Güncelleme Tarihi:
Süleyman EKİN / ANTALYA, (DHA) - ANTALYA'da 2009 yılında 16 yaşındaki Sezgi Kırıt'ın götürüldüğü evde uyuşturucu verilip tecavüz edildikten sonra ölümü ile ilgili 3 sanıktan Osman Küçük ile Mehmet Mutlu Kurtlar ağırlaştırılmış ömür boyu ve 21'er yıl, Emine Karpi'nin ise 28 yıl hapse mahkum edilmesine ilişkin karara savcı itiraz etti. Savcı, delil yetersizliğinden sanıkların ayrı ayrı beraatını talep etti.

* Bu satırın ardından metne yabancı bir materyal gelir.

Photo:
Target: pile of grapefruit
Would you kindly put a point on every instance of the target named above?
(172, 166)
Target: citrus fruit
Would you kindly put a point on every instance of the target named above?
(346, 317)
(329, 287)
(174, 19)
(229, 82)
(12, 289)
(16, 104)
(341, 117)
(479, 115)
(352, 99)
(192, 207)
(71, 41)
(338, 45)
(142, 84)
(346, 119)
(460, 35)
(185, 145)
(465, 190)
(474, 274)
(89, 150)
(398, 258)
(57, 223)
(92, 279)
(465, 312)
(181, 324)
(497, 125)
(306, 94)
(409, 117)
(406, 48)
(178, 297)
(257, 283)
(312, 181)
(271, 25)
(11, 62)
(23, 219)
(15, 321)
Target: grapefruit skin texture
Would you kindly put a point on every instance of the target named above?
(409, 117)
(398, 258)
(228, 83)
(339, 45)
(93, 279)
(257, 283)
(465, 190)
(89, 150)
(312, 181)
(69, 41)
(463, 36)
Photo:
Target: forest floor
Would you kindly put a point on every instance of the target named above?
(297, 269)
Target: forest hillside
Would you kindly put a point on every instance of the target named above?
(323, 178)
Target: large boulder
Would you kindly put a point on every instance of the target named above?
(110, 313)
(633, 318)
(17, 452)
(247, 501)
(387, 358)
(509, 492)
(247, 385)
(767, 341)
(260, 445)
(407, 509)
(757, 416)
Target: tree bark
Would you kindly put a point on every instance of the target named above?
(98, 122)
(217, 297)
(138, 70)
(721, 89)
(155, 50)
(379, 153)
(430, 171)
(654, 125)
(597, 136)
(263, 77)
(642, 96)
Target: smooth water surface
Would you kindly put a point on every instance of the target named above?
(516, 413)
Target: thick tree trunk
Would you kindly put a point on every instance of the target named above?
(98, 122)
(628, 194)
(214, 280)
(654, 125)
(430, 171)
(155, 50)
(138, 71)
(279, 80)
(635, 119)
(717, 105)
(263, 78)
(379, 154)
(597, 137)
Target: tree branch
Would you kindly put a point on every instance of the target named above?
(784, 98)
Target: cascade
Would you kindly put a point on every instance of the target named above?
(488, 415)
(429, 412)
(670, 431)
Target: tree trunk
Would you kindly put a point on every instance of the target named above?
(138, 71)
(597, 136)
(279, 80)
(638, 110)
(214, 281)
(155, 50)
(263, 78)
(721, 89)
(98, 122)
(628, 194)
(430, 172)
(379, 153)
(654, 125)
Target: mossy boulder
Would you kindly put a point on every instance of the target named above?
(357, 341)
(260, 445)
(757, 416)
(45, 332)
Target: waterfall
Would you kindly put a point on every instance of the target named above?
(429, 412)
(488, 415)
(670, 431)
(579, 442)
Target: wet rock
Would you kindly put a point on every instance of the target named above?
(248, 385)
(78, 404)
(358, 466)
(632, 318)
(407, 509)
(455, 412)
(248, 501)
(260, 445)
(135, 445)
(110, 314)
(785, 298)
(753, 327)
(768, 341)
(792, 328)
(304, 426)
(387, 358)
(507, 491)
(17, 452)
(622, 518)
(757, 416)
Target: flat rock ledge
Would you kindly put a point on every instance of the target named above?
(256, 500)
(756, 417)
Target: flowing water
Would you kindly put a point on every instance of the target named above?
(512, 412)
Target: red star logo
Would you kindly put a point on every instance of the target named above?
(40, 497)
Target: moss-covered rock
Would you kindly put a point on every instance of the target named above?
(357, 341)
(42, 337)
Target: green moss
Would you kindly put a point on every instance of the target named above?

Antalya'da 31 Ağustos 2009 günü ekmek almak için evden ayrılan Sezgi Kırıt, Facebook'tan tanıştığı Osman Küçük ile buluştu. Osman Küçük, Sezgi Kırıt'ı iş arkadaşı Ali Karpi'nin evine götürdü. İddiaya göre burada vücuduna uyuşturucu enjekte edilen Kırıt, 3 kişinin şiddet ve tecavüzüne uğradı. Aynı gece yaşamını yitiren Sezgi Kırıt'ın cesedi, delil bırakmamak için yıkandıktan sonra üzerindeki giysiler çıkartılarak, Isparta yolunda bir araziye bırakıldı.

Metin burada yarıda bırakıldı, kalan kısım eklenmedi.